A Guide to Availability Sources for Diversity Projects

Diversity metrics, like AAP analyses, require identifying an availability source and calculating a benchmark. 

For the United States, there are a few benchmarking options to explore, each with advantages and disadvantages that need to be considered in the decision-making process. The most common availability sources include:

  • American Community Survey (ACS) 2014-2018 Industry
  • EEO-1 Reports

American Community Survey (ACS) 2014-2018 Industry
This is a subset of data narrowed to specific industries of interest. For example, Finance and Healthcare is one of the available industries within the ACS collection.

Advantages: A relevant source given the industry match and the source data is provided at an occupation level. This is the most commonly used source for identifying availability.
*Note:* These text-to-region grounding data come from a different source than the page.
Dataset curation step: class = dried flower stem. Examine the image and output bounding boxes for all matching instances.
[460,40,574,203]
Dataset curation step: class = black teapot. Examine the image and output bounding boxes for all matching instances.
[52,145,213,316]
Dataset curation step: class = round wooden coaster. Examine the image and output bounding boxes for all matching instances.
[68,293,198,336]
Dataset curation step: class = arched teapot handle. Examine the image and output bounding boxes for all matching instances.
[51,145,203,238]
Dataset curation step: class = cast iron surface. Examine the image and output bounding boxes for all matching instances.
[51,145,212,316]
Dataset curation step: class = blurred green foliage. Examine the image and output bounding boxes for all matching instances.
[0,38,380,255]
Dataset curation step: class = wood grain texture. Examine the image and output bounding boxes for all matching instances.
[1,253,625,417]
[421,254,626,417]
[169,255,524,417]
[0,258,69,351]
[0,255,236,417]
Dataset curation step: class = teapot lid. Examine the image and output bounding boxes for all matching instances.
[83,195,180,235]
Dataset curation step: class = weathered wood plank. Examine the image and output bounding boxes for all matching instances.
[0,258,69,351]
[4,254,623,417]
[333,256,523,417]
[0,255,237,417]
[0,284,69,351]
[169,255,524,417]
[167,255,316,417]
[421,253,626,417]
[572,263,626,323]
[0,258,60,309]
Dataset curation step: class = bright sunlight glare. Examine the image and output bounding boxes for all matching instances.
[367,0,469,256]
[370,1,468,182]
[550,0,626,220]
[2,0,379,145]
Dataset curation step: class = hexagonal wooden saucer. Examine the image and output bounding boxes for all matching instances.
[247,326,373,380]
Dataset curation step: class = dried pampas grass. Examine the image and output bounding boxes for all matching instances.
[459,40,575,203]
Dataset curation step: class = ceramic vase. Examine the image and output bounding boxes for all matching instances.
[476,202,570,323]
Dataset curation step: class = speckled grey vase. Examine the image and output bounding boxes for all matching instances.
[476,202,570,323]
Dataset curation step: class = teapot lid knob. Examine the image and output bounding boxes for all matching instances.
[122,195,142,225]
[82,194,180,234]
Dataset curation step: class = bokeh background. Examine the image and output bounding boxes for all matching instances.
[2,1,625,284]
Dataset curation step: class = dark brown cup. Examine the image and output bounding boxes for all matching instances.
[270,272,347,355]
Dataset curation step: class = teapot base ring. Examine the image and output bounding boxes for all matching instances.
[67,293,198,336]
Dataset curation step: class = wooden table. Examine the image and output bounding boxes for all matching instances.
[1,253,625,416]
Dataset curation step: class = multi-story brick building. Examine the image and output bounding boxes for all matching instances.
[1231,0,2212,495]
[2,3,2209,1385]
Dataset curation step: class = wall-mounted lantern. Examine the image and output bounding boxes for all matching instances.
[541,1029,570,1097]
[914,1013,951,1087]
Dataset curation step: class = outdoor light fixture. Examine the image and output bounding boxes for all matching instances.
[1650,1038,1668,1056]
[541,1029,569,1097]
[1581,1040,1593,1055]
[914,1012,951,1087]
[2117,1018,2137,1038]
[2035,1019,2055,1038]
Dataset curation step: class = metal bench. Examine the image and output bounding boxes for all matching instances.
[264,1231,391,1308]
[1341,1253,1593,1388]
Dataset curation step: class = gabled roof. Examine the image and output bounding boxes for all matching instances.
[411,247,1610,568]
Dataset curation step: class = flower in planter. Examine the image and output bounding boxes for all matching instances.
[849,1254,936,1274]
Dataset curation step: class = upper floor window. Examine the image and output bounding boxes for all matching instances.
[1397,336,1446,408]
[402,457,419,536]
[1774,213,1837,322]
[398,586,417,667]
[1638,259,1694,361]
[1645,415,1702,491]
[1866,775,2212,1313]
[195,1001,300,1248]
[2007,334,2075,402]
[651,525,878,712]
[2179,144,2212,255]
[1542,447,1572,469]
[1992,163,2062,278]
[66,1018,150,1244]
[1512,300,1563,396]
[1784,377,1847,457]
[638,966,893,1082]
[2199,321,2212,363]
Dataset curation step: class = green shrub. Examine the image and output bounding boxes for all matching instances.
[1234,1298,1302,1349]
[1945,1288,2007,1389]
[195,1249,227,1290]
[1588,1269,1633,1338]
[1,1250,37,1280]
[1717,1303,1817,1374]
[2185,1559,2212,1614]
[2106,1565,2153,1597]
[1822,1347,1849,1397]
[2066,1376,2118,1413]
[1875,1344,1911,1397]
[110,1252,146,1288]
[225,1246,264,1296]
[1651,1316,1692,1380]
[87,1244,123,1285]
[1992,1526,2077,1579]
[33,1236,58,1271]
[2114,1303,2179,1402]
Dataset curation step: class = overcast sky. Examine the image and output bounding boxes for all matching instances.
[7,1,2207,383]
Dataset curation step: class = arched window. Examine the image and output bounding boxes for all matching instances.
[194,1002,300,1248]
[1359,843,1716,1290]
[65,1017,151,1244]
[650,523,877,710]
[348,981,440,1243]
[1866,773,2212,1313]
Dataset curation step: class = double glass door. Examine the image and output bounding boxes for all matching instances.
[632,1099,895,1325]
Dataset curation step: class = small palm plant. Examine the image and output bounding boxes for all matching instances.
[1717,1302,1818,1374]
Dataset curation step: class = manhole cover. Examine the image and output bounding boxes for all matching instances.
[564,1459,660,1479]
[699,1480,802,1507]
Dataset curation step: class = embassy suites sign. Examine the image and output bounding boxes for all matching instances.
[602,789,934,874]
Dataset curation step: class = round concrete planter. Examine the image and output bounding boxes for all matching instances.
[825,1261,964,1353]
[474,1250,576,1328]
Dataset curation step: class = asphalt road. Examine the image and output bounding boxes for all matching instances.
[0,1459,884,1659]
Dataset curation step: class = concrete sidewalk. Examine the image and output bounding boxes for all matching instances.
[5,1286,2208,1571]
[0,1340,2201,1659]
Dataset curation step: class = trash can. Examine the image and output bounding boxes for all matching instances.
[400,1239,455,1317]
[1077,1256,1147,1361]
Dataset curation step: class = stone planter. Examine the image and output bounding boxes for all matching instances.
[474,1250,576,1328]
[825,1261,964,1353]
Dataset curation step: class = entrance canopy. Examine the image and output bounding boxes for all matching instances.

Disadvantages: The data is dated given it is a survey covering 2014-2018 occupation information and not all industries are available.

EEO-1 Reports
This data is collected annually and made publicly available in the aggregate. The data is provided by its North American Industry Classification System (NAICS) code level, as well as by year and geographical area.

Advantages: The occupational data available is more recent than the ACS data, although still a couple years dated.

Disadvantages: The data is broadly aggregated at an EEO-1 category level and not specifically tied to an occupation.

Integrated Postsecondary Education Data System (IPEDS) data can be accessed through the National Center for Education Statistics (NCES). The data query can be customized to meet your project needs (e.g., discipline, degree, year).

Advantages: This data is useful for projected occupational growth areas where data may be new or for jobs that require tenure and specific credentials (e.g., professor).

Disadvantages: There may need to be additional time built in for researching and identifying the correct subset of data to use. Also, it is most useful for new hire data for jobs requiring a college degree.

Source data is not created equally and will differ on things such as: specificity, recency, and usability.


In addition to the data considerations, there are also business constraints to weigh, such as: cost, time, and resources (e.g., staff). How much is available may change with each project.

First, identify the goal of the diversity project, and then decide on the appropriate availability source to accomplish that goal.